Em São Paulo, o clima foi de foco total nos custos de vida. Flávio Bolsonaro (PL) visitou o Armazém Solidário na zona leste, onde aproveitou para criticar a inflação dos alimentos e os preços elevados de itens essenciais. Em seguida, o candidato seguiu para o Mercado Municipal de São Miguel Paulista e participou de uma partida de futebol no Clube da Comunidade Waldemar Moreno. Ainda na capital paulista, Ronaldo Caiado (PSD) percorreu o bairro do Brás conversando com comerciantes. O candidato aproveitou o espaço para condenar as atuais regras fiscais, apontando que o cenário de juros altos sufoca o capital de giro e endivida as famílias, além de defender a regulamentação das apostas esportivas, as chamadas bets.
Augusto Cury (Avante) adotou uma postura mais técnica, dedicando o dia à preparação para o debate na TV Band, previsto para o domingo (23), além de realizar uma visita ao Hospital Samaritano e conceder entrevista sobre neurodiversidade. Já Edmilson Costa (PCB) tinha compromisso agendado com o lançamento de um livro em uma livraria paulistana, enquanto Rui Costa Pimenta (PCO) concentrou sua atividade em diálogos com a coordenação de campanha e participações no canal oficial do partido.
Fora do eixo principal, o Nordeste foi palco de movimentos estratégicos. Luiz Inácio Lula da Silva (PT) participou de um ato em Natal, no Rio Grande do Norte, onde reforçou a promessa de ampliar o acesso a serviços modernos de saúde e odontologia caso seja reeleito. O ex-presidente também se posicionou contra a escala de trabalho 6×1 e a tributação de pequenas compras internacionais. Em Alagoas, Renan Santos (Missão) defendeu a vaquejada como um motor econômico e cultural, argumentando que o setor carece de profissionalização para atingir um potencial de faturamento bilionário.

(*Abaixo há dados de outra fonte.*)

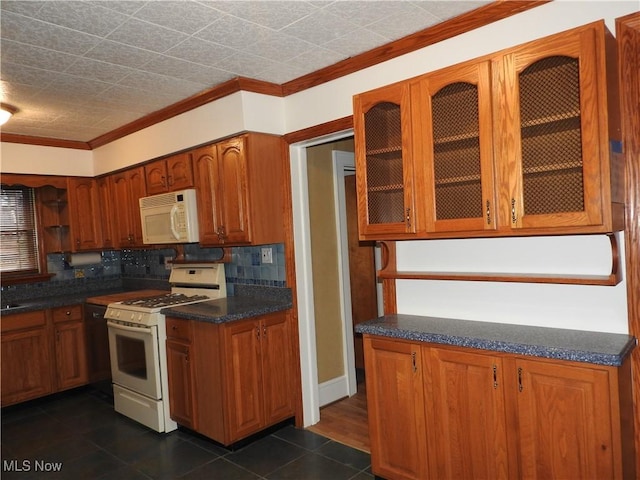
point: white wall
(332, 100)
(577, 307)
(227, 116)
(36, 159)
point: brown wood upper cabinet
(85, 221)
(384, 162)
(453, 139)
(239, 184)
(127, 187)
(513, 143)
(169, 174)
(556, 110)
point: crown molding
(44, 141)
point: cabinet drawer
(64, 314)
(21, 321)
(179, 329)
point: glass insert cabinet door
(454, 126)
(384, 162)
(553, 158)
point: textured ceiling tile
(120, 54)
(319, 28)
(178, 15)
(279, 47)
(152, 82)
(97, 70)
(200, 51)
(137, 98)
(317, 58)
(22, 74)
(364, 13)
(81, 16)
(41, 34)
(273, 14)
(62, 79)
(244, 64)
(234, 32)
(281, 73)
(447, 9)
(146, 36)
(410, 20)
(37, 57)
(70, 86)
(356, 41)
(176, 68)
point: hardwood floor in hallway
(345, 421)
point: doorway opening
(342, 399)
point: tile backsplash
(117, 266)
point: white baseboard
(333, 390)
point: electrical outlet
(267, 255)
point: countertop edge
(386, 327)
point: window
(18, 231)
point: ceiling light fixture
(5, 112)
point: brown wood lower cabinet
(26, 357)
(228, 381)
(42, 352)
(458, 413)
(70, 347)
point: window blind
(18, 233)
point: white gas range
(137, 342)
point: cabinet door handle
(519, 379)
(488, 213)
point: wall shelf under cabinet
(389, 271)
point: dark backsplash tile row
(149, 269)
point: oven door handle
(127, 328)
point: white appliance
(170, 217)
(137, 343)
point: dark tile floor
(77, 435)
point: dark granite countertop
(42, 303)
(564, 344)
(250, 301)
(228, 309)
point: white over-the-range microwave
(170, 217)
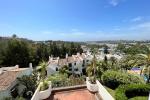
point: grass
(111, 91)
(139, 98)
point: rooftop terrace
(72, 94)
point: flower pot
(91, 87)
(46, 93)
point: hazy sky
(76, 20)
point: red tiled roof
(7, 77)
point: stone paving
(79, 94)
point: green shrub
(113, 79)
(44, 86)
(61, 80)
(128, 91)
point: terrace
(72, 93)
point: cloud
(115, 2)
(136, 19)
(142, 26)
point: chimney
(66, 55)
(17, 66)
(78, 54)
(30, 66)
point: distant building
(76, 63)
(8, 80)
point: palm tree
(91, 69)
(144, 59)
(127, 62)
(42, 67)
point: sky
(76, 20)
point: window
(56, 69)
(70, 65)
(76, 69)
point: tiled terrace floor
(79, 94)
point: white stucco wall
(6, 93)
(103, 92)
(51, 69)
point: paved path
(79, 94)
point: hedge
(113, 79)
(128, 91)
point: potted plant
(45, 90)
(45, 86)
(91, 79)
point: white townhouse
(76, 63)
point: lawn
(111, 91)
(139, 98)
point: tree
(106, 50)
(16, 52)
(30, 83)
(42, 68)
(144, 59)
(64, 70)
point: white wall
(6, 93)
(51, 69)
(103, 92)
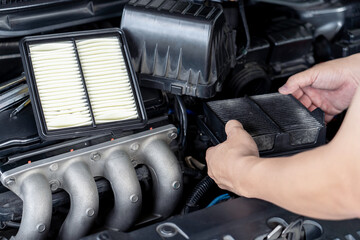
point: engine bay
(108, 107)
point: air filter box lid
(178, 46)
(279, 124)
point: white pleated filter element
(107, 80)
(59, 83)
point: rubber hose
(199, 191)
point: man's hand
(226, 160)
(329, 86)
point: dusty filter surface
(107, 79)
(60, 86)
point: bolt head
(10, 182)
(41, 227)
(172, 135)
(54, 185)
(134, 147)
(134, 198)
(95, 156)
(176, 185)
(90, 212)
(53, 167)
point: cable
(246, 29)
(218, 199)
(183, 120)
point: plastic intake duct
(82, 80)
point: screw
(53, 167)
(95, 156)
(41, 227)
(134, 147)
(54, 185)
(176, 185)
(10, 182)
(134, 198)
(172, 135)
(103, 236)
(90, 212)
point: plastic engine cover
(177, 46)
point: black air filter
(81, 83)
(278, 123)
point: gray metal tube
(127, 192)
(166, 174)
(37, 209)
(81, 186)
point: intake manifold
(75, 171)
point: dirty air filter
(81, 83)
(179, 46)
(279, 124)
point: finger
(298, 93)
(312, 107)
(306, 101)
(328, 117)
(297, 81)
(209, 152)
(232, 126)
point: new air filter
(279, 124)
(81, 83)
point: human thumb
(232, 127)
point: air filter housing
(81, 83)
(279, 124)
(178, 46)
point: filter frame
(101, 128)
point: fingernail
(283, 89)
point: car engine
(107, 109)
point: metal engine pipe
(75, 171)
(121, 174)
(80, 184)
(166, 174)
(37, 208)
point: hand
(329, 86)
(229, 162)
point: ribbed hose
(199, 191)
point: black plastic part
(240, 219)
(290, 40)
(278, 123)
(248, 79)
(105, 128)
(21, 18)
(18, 129)
(201, 189)
(348, 45)
(181, 47)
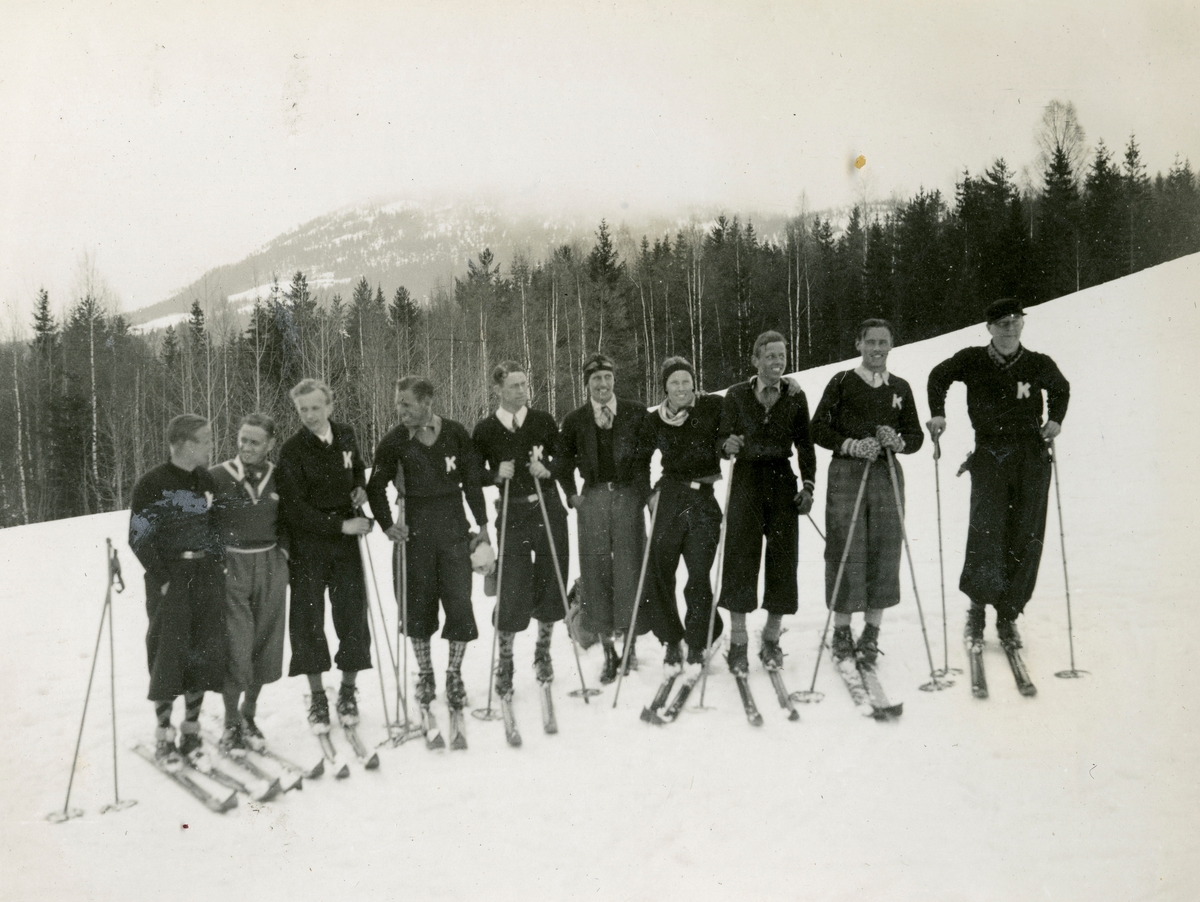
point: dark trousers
(334, 564)
(871, 579)
(688, 524)
(761, 504)
(612, 535)
(1009, 492)
(186, 643)
(438, 569)
(529, 588)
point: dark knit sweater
(449, 468)
(316, 481)
(496, 445)
(769, 436)
(1002, 401)
(171, 513)
(852, 409)
(689, 451)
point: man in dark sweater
(1009, 465)
(864, 413)
(174, 535)
(762, 420)
(256, 576)
(600, 440)
(688, 519)
(439, 467)
(321, 481)
(517, 446)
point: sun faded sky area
(162, 140)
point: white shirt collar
(873, 379)
(511, 421)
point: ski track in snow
(1087, 792)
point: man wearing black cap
(1009, 467)
(688, 521)
(600, 440)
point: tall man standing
(688, 519)
(173, 533)
(441, 468)
(256, 576)
(517, 445)
(864, 413)
(600, 440)
(1009, 465)
(762, 419)
(322, 480)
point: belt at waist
(605, 486)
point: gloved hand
(864, 449)
(889, 438)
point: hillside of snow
(1086, 792)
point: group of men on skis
(219, 546)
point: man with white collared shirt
(600, 440)
(322, 479)
(256, 576)
(863, 413)
(517, 445)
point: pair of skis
(1015, 662)
(433, 738)
(865, 690)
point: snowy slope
(1087, 792)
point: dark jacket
(577, 448)
(316, 481)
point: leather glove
(864, 449)
(889, 438)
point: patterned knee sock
(424, 653)
(773, 627)
(162, 711)
(457, 649)
(192, 702)
(738, 635)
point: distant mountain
(406, 244)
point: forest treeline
(87, 400)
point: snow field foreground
(1086, 792)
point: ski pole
(720, 577)
(1072, 674)
(935, 681)
(816, 527)
(810, 693)
(106, 613)
(583, 691)
(941, 561)
(487, 714)
(637, 603)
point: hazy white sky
(162, 139)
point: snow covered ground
(1087, 792)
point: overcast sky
(161, 139)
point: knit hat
(1003, 307)
(595, 364)
(673, 365)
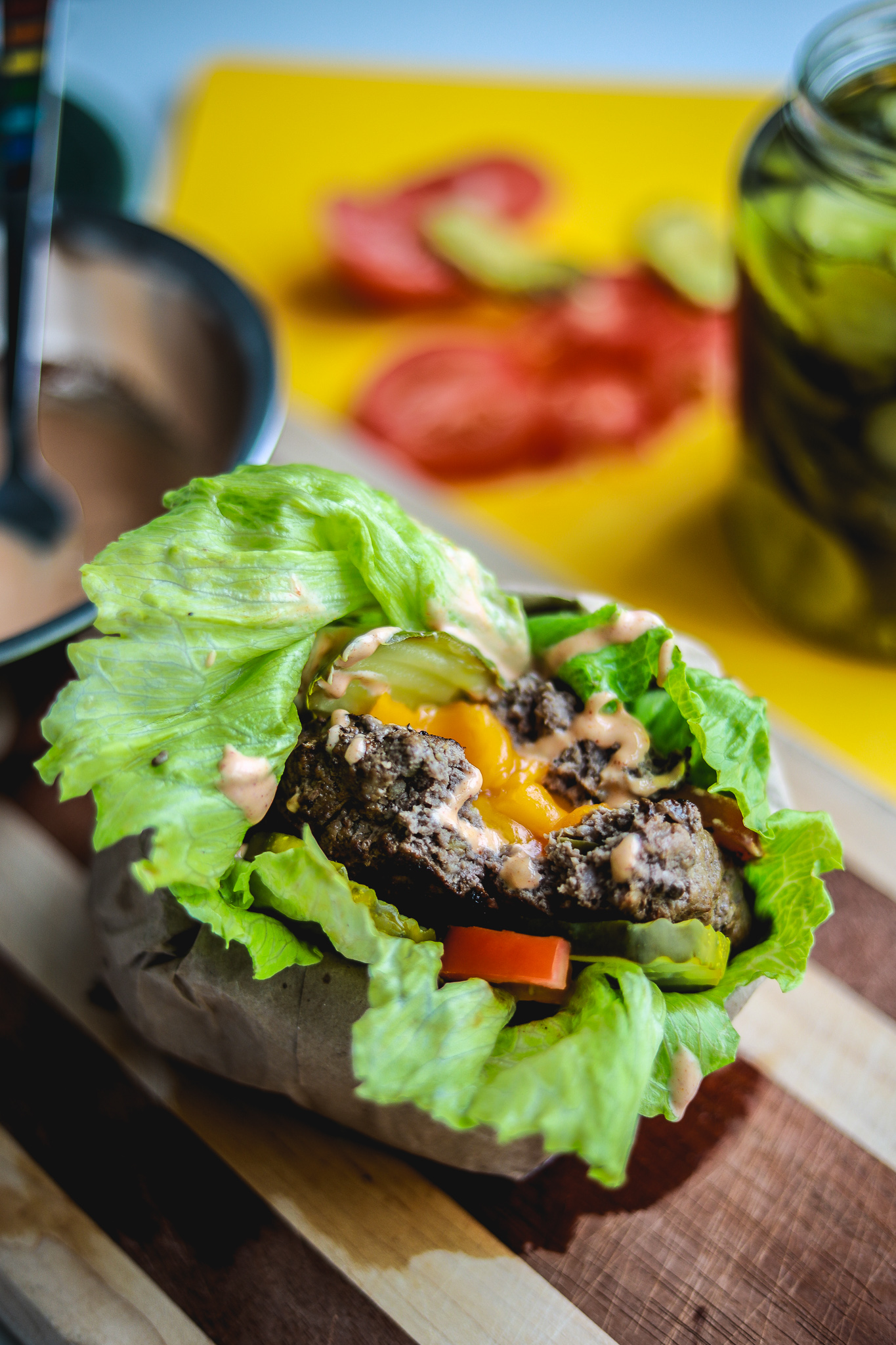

Hertz Dias (PSTU) cumpriu agenda em São João del-Rei, Minas Gerais, focando no setor trabalhista. O candidato defendeu a revogação de reformas previdenciárias e trabalhistas, propondo uma jornada de 36 horas semanais sem redução salarial. No Rio de Janeiro, Samara Martins (UP) focou na pauta social. Após panfletagem no mercado popular Saara, a candidata vinculou o aumento do salário mínimo e a renda à proteção contra a violência doméstica, encerrando o dia em um encontro no centro da cidade.
Entre os demais nomes na disputa, Clariana Barão (DC) dedicou o dia a entrevistas em veículos do Mato Grosso, enquanto Wilson Grassi (Democrata) manteve uma agenda interna de alinhamento com seu comitê e candidatos a cargos legislativos em Salvador. Romeu Zema (Novo) optou por não divulgar compromissos públicos.
O cenário jurídico também impôs mudanças no pleito. O TSE determinou, no início da tarde, a interrupção de todas as ações de campanha de Pablo Marçal (PRTB). A decisão permanece em vigor até que a Corte defina a situação eleitoral do empresário, cuja candidatura havia sido sustentada por uma liminar após condenação por inelegibilidade, conforme a Lei da Ficha Limpa.